Elle répond exactement à mes demandes sur son lieu de naissance, son
éducation, la perte de ses parents. Elle sait qu'elle a été autrefois à
Necker, puis à Lariboisière; elle reconnaît parfaitement M. le
professeur Proust, qui nous fait précisément l'honneur d'assister à
notre cours, et qu'elle nous disait tout à l'heure ne pas connaître,
bien qu'elle l'eût regardé attentivement. D'autre part, elle croit que
nous sommes en l'année 1885; elle se dit âgée de 32 ans et non plus de
38 comme tout à l'heure,. - c'est en effet l'âge qu'elle avait en
1884-1885. Elle ne connaît plus les personnes du service actuel, mais
elle décline les noms des internes et chefs de clinique qui se sont
succédé de 1880 à 1885. Elle ne sait plus ni lire, ni écrire, ni
calculer et affirme que la malade L..., qui, vous vous le rappelez, lui
a servi de professeur en ces matières, n'est ici que depuis quinze
jours. Elle est, en effet, entrée dans le service une quinzaine de
jours avant l'état de mal qui a changé la personnalité d'Hab...: C'est
une nouvelle , dit-elle en la voyant. Elle ne sait pas ce que nous
voulons dire avec l'Exposition, la Tour Eiffel, les Annamites; mais par
contre elle se rappelle la guerre, le siège, les bombes qui tombaient
dans le quartier Ornano où elle habitait alors. Enfin, nous ne
retrouvons plus chez elle aucun des caractères somatiques ou psychiques
de l'hypnotisme (catalepsie, contracture, suggestibilité) qui se
montraient à un si haut degré dans l'état B. Ces périodes d'état A
sont, en général, assez courtes. Elles ne durent, guère que cinq à
quinze minutes. Ce sont les mêmes phénomènes de commencement d'attaque,
moins accentués cependant, qui président à la transition de l'état A
dans l'état B. Cette transition se fait soit spontanément, soit par
intimation. Je ne veux pas entreprendre de vous expliquer ces
phénomènes, car je pense que dans leur étude nous n'en sommes encore
qu'à la phase d'observation clinique. Au point de vue nosographique,
mon opinion est qu'il s'agit là d'une attaque d'hystérie transformée.
Ces états de vigilambulisme me paraissent tout à fait analogues à ces
phases délirantes (somnambulisme hystérique) dont je vous ai montré des
exemples, et qui sont, elles, incontestablement des modifications de la
troisième période de la grande attaque d'hystérie (Voir plus haut, n"
XXVII et XXVIII).

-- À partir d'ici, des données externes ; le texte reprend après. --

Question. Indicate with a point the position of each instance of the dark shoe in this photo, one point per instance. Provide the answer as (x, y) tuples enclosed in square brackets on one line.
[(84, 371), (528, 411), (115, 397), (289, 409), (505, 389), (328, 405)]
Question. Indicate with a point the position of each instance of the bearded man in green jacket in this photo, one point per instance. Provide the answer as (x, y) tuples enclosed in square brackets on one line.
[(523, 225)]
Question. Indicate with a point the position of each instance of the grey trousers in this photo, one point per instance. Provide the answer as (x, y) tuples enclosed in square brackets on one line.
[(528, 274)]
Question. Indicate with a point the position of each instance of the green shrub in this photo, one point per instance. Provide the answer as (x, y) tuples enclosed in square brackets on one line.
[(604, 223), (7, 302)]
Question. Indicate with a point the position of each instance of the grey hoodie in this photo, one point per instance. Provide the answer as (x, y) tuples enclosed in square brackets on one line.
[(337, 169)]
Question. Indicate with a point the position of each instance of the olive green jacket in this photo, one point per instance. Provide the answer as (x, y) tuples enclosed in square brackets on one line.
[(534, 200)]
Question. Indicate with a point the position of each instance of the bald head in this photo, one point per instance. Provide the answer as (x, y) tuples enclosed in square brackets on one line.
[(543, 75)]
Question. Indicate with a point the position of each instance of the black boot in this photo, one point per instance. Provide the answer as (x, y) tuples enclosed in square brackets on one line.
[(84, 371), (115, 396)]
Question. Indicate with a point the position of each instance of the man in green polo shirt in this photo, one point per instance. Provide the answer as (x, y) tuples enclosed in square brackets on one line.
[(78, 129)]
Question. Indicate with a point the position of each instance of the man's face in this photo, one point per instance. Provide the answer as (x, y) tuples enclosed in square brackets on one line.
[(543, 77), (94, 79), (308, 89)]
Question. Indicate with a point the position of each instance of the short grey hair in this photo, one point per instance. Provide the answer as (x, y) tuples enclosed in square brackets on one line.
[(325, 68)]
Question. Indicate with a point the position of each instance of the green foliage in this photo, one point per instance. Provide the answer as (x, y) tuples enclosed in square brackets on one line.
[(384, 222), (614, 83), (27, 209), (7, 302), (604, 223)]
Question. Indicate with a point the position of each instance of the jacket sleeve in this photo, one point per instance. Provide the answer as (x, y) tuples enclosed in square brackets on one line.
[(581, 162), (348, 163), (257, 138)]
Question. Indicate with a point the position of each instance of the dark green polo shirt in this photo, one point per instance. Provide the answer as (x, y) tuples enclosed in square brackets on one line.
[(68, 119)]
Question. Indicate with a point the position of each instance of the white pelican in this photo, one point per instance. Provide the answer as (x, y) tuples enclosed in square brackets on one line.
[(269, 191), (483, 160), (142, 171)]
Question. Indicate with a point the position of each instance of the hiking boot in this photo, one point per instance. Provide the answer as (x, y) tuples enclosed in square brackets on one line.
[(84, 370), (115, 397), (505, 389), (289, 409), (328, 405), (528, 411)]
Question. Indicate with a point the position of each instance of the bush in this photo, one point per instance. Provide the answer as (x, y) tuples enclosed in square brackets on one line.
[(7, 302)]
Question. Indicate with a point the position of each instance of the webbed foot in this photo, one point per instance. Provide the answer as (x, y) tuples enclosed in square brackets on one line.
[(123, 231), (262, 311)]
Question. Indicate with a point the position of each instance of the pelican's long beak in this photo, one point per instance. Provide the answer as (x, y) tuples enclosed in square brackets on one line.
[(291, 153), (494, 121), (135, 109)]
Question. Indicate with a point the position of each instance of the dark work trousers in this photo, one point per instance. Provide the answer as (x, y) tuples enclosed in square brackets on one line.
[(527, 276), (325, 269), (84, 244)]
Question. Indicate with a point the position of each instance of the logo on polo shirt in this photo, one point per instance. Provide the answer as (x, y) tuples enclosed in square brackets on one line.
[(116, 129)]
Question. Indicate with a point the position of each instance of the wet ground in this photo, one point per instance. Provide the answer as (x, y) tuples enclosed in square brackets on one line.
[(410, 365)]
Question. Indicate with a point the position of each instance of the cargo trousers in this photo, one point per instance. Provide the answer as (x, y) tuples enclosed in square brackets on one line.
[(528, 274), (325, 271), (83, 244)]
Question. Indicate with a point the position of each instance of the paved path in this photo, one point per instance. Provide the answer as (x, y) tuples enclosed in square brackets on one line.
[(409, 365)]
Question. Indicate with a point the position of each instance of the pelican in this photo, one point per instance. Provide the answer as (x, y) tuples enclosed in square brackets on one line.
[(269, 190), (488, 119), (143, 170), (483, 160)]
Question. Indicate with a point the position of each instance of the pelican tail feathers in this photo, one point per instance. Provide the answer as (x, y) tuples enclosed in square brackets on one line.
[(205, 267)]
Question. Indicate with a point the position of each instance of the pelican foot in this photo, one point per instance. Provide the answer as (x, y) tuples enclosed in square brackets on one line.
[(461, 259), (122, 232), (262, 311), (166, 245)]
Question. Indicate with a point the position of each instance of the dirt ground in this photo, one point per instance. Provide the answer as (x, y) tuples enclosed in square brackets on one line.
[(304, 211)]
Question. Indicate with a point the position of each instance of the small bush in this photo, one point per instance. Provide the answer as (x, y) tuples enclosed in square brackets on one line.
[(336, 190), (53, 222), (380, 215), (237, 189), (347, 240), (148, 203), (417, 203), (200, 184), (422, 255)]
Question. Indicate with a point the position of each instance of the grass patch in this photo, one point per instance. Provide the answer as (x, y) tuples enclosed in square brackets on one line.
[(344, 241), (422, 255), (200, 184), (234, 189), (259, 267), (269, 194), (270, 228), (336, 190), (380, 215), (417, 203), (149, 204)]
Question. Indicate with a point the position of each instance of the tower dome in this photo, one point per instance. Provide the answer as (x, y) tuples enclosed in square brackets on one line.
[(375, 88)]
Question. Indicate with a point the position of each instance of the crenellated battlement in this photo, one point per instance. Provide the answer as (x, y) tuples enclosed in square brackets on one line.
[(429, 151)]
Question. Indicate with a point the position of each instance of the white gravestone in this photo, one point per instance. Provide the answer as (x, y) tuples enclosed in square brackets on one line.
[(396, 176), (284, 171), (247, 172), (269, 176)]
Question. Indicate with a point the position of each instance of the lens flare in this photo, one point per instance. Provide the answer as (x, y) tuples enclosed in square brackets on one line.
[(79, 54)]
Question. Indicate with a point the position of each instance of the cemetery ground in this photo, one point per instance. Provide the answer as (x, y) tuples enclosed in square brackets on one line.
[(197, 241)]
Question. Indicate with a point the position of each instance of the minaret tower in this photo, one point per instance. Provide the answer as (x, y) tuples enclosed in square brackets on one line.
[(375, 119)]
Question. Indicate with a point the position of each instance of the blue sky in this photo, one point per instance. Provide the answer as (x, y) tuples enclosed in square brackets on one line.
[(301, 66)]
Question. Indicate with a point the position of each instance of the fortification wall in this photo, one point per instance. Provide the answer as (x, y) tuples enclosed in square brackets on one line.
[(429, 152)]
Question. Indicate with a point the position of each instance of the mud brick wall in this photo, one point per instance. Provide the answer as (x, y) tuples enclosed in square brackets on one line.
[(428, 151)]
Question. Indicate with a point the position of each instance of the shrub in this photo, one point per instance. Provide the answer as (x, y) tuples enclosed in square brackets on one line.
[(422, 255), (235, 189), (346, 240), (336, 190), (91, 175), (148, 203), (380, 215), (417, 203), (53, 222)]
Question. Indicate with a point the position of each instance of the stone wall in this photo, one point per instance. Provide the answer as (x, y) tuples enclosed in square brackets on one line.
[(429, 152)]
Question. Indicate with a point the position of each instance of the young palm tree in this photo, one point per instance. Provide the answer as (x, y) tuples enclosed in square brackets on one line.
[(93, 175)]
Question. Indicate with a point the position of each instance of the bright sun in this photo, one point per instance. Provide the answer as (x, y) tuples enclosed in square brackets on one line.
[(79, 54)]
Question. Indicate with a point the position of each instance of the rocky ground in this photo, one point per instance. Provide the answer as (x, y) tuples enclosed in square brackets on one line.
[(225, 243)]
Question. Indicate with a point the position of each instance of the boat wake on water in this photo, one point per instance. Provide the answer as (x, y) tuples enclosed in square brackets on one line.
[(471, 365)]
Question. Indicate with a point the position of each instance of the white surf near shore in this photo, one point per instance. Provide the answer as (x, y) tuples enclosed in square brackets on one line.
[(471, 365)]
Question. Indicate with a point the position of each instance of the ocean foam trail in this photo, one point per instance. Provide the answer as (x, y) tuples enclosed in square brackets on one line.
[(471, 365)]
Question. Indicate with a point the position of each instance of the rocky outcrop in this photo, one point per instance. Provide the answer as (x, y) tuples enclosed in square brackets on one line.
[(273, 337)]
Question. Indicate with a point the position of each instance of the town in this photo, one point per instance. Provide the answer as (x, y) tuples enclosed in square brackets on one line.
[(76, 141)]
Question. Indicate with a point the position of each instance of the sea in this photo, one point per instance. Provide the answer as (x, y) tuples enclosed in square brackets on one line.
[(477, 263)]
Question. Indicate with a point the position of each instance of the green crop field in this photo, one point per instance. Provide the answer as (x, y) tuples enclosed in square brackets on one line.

Il y a, en tout cas, à faire valoir, dès à présent,
que ces deux manifestations, si différentes en apparence, délire et
vigilambulisme, ont cependant pour trait commun de se développer entre
deux attaques hystériques. La scène dans les doux cas est inaugurée par
une attaque et terminée par une attaque. J'aurai, du reste, un jour
l'occasion de vous présenter des arguments et des faits nouveaux qui me
paraissent plaider éloquemment en faveur de cette manière de voir.